From 1967-76, nearly 1,000 Naga rebels trekked from northeast India through northern Myanmar to China, where they received military training. They were sent back to India equipped with assault rifles, light machine-guns, rocket launchers and other modern Chinese weapons. The Naga were escorted by rebels from the Kachin Independence Army (KIA), which, in return for their services, kept some of the Chinese weapons.

Various other insurgent groups in India's northeast also sought Chinese assistance. In the early 1970s, about 200 Mizo rebels—a tribe then fighting for self-determination in what is now the state of Mizoram—were trained in China; in 1976, a group of insurgents from the Indian state of Manipur made it to Tibet, where they received political training and some military instruction; and in the late 1980s, rebels from the state of Assam attempted to reach China through northern Myanmar, but ended up staying in areas controlled by the KIA—which trained some of them in guerrilla warfare.

It was clear the rebellions in India's northeast were not solely an internal affair and that Myanmar, the land in the middle of the two regional powers, would inevitably be drawn in. This became even more evident in the 1970s when the Indian army managed to drive the Naga rebels out of their bases on the Indian side of the border. They regrouped in the rugged Naga Hills of the northern Sagaing Region. There, beyond the reach of the Indian army, they could launch cross-border raids into India.

Myanmar's military, preoccupied with ethnic insurgencies elsewhere in the country, paid little attention to the Indian Naga who linked up with a group of Naga in Myanmar led by S.S. Khaplang. Manipuri as well as Assamese rebels also sought sanctuary on the Myanmar side of the border.
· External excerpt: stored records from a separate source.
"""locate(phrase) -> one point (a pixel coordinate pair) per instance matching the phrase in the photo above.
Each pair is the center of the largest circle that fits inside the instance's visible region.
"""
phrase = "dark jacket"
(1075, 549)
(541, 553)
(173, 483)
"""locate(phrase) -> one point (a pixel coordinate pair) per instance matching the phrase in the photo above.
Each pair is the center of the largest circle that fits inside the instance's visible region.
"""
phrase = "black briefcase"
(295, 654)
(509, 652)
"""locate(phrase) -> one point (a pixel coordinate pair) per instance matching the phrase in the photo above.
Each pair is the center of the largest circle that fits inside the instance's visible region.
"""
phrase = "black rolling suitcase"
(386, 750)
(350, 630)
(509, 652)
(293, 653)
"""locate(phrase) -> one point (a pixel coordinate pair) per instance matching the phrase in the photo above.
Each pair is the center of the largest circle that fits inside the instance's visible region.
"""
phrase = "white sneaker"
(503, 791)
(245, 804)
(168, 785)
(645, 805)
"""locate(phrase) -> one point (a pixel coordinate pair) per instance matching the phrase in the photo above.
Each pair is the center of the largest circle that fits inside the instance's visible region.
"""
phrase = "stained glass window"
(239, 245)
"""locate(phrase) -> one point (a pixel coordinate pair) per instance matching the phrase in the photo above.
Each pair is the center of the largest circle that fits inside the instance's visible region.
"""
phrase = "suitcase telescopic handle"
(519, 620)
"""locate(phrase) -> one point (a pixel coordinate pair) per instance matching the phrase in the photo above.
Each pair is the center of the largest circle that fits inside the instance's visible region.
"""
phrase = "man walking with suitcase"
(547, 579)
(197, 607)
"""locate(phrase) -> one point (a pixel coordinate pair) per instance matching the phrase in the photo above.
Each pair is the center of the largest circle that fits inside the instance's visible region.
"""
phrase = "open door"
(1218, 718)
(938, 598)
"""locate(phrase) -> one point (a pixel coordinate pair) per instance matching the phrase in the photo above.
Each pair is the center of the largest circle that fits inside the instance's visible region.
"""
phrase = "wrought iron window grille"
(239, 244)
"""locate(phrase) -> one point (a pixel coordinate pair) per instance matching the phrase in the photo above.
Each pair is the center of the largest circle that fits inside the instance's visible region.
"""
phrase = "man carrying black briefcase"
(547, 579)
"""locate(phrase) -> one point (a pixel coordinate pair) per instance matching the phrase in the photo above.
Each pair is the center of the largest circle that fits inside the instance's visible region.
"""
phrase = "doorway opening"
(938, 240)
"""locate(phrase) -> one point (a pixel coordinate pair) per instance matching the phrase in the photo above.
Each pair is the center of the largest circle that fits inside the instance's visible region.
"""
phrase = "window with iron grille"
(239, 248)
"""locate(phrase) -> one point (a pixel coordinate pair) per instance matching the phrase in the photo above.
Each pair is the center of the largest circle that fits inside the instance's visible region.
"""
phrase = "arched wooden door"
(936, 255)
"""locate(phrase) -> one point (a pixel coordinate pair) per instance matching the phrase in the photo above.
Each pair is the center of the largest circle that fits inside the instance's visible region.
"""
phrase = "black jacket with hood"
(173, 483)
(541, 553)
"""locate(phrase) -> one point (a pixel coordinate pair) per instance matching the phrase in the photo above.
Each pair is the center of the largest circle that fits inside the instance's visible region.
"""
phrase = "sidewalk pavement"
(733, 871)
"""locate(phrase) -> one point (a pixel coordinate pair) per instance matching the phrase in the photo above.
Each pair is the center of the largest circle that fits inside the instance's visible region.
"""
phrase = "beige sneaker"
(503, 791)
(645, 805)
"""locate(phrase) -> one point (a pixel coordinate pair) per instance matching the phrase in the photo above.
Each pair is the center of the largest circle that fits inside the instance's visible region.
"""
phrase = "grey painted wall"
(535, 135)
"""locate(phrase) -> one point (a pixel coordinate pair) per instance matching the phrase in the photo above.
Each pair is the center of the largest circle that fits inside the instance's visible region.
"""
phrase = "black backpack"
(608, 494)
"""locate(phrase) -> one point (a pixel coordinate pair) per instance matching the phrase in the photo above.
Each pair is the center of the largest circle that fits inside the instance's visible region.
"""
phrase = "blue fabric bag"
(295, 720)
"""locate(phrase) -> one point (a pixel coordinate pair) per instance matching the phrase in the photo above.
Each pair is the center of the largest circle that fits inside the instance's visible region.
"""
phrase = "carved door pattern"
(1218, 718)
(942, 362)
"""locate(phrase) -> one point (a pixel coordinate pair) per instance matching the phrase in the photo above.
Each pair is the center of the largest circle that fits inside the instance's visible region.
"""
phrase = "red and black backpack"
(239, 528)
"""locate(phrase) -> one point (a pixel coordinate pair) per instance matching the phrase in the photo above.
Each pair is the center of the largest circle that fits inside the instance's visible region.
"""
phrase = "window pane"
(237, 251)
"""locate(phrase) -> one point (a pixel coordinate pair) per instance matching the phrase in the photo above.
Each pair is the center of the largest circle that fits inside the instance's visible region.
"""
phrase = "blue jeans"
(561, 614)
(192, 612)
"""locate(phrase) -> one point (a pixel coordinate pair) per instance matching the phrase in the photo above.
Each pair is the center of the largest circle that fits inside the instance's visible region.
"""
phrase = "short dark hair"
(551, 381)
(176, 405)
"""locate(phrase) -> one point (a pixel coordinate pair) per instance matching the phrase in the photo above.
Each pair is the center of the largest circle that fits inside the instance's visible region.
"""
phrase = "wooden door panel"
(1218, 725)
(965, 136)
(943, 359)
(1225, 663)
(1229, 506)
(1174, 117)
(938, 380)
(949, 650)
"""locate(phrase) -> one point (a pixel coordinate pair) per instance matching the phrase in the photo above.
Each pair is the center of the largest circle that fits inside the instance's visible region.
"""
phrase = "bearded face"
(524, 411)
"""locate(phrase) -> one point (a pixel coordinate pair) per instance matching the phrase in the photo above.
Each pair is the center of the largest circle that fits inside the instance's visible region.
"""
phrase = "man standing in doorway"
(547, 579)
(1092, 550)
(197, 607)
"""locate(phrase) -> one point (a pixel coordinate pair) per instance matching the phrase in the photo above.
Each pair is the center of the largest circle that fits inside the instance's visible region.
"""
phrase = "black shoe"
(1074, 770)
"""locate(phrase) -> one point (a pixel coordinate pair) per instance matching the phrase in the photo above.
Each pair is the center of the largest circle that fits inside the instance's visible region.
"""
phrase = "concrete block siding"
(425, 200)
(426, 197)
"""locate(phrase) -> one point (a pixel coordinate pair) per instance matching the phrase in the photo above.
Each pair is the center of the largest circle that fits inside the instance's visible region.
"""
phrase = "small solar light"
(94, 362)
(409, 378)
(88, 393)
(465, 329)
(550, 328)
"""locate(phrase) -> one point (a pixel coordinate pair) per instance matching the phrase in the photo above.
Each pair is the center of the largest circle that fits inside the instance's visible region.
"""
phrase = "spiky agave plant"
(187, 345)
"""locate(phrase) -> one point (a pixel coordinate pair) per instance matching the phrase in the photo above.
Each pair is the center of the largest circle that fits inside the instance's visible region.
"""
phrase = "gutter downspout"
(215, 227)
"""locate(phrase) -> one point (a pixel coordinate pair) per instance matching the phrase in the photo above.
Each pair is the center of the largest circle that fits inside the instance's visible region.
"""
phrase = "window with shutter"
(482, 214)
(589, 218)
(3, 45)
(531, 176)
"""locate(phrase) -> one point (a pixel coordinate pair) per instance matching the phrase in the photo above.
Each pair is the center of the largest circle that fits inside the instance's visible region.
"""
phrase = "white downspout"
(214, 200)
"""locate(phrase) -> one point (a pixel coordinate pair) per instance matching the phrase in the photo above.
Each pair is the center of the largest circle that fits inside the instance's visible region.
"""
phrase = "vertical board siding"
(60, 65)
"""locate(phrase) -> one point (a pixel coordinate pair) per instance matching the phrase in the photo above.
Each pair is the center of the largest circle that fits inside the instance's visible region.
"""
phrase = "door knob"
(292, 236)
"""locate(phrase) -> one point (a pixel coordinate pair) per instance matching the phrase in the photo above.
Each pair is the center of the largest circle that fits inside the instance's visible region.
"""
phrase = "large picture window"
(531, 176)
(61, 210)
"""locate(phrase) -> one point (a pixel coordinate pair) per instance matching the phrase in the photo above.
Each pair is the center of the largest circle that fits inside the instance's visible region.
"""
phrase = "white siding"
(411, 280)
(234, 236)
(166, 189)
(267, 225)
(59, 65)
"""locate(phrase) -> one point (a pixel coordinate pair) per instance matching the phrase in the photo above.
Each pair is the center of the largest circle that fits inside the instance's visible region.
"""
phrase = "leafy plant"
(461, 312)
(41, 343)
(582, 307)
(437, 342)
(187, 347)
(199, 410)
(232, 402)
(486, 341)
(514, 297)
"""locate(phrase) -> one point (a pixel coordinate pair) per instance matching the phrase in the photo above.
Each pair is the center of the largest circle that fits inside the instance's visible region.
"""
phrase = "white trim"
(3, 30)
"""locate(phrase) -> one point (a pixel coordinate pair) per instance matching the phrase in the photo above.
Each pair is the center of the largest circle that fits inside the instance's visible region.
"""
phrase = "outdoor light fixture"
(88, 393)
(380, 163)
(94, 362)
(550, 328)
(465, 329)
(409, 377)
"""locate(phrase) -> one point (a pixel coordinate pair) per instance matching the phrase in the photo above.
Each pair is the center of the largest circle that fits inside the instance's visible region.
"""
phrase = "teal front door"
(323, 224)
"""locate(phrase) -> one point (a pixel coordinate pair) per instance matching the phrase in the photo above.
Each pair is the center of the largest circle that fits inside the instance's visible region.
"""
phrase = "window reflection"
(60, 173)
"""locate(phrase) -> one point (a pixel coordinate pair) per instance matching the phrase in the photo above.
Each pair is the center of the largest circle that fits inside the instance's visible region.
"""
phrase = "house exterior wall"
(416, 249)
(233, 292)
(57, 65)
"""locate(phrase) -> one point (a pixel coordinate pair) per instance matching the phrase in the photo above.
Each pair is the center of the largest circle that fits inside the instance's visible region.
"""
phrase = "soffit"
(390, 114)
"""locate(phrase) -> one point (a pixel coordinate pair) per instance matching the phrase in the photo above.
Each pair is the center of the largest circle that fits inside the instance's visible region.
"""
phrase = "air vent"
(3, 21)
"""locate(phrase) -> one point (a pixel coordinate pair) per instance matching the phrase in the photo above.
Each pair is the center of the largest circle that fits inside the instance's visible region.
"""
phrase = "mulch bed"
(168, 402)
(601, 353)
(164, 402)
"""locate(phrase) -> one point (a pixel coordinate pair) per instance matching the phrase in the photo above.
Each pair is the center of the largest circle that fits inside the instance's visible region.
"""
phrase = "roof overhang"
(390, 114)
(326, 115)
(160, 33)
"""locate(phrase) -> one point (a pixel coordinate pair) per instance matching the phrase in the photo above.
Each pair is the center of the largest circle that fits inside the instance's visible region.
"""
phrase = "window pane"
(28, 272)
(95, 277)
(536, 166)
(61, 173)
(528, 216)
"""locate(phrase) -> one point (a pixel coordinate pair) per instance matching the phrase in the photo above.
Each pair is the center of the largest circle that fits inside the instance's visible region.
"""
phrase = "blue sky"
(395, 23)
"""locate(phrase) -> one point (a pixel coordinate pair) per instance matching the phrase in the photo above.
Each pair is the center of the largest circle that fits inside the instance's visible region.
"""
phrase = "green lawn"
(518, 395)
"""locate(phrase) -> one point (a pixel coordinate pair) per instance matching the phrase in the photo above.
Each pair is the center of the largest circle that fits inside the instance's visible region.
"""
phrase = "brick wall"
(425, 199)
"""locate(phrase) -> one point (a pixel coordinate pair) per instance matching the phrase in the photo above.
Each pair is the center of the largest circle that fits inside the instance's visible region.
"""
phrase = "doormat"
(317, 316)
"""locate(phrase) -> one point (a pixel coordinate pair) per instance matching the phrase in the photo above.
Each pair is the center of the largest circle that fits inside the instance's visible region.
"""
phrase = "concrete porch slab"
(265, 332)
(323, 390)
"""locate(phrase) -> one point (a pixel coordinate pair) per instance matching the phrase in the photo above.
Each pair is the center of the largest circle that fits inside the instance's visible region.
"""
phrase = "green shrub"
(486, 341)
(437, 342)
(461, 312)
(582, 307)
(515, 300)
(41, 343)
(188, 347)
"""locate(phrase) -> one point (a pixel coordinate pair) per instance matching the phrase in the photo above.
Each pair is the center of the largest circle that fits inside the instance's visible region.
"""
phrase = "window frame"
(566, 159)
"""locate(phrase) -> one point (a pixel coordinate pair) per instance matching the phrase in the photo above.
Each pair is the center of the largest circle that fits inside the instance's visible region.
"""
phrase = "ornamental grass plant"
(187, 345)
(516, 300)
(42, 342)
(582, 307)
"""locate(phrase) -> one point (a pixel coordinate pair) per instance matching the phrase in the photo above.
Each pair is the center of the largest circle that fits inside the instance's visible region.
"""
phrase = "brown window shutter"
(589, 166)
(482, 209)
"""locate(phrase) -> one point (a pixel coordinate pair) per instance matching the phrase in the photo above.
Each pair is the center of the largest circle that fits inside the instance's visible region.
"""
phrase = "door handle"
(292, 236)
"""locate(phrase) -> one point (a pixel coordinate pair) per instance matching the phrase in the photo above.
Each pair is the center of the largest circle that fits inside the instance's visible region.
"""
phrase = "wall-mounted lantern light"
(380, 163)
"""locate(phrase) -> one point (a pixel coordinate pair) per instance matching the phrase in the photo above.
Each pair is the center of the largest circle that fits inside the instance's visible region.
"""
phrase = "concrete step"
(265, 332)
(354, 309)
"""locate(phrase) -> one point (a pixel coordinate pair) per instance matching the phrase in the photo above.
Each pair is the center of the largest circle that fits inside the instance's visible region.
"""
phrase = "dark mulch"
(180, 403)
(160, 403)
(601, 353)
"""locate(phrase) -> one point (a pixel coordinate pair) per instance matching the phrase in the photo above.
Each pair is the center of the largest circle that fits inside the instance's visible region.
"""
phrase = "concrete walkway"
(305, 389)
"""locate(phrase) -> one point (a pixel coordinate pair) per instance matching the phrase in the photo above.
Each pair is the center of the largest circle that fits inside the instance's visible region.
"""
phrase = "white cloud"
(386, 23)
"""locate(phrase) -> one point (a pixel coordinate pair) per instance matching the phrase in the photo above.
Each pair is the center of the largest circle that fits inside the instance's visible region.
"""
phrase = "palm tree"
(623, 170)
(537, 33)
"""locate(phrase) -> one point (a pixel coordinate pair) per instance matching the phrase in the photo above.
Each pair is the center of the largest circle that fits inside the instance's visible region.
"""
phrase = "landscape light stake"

The only fall-out came in 1988 when the Naga from Myanmar, simply tired of being treated as serfs by their Indian cousins, drove them out of the area. The National Socialist Council of Nagaland (NSCN) then split into two factions: the National Socialist Council of Nagaland-Khaplang (NSCN-K), led by Khaplang, and the National Socialist Council of NagalimIsak-Muivah (NSCN-IM), the Indian faction led by Isak Chishi Swu and Thuingaleng Muivah which adopted the name Nagalim, a new term for a "greater Nagaland" encompassing the state of Nagaland as well as most of Manipur, a chunk of Assam, and the Naga Hills of Myanmar. In July 1997, the NSCN-IM entered into a ceasefire agreement with the Indian government and in 2001, the NSCN-K did the same. In April 2012, NSCN-K also struck a ceasefire deal with the Myanmar government, making it the only insurgent group to have ceasefire agreements with the governments of two sovereign states.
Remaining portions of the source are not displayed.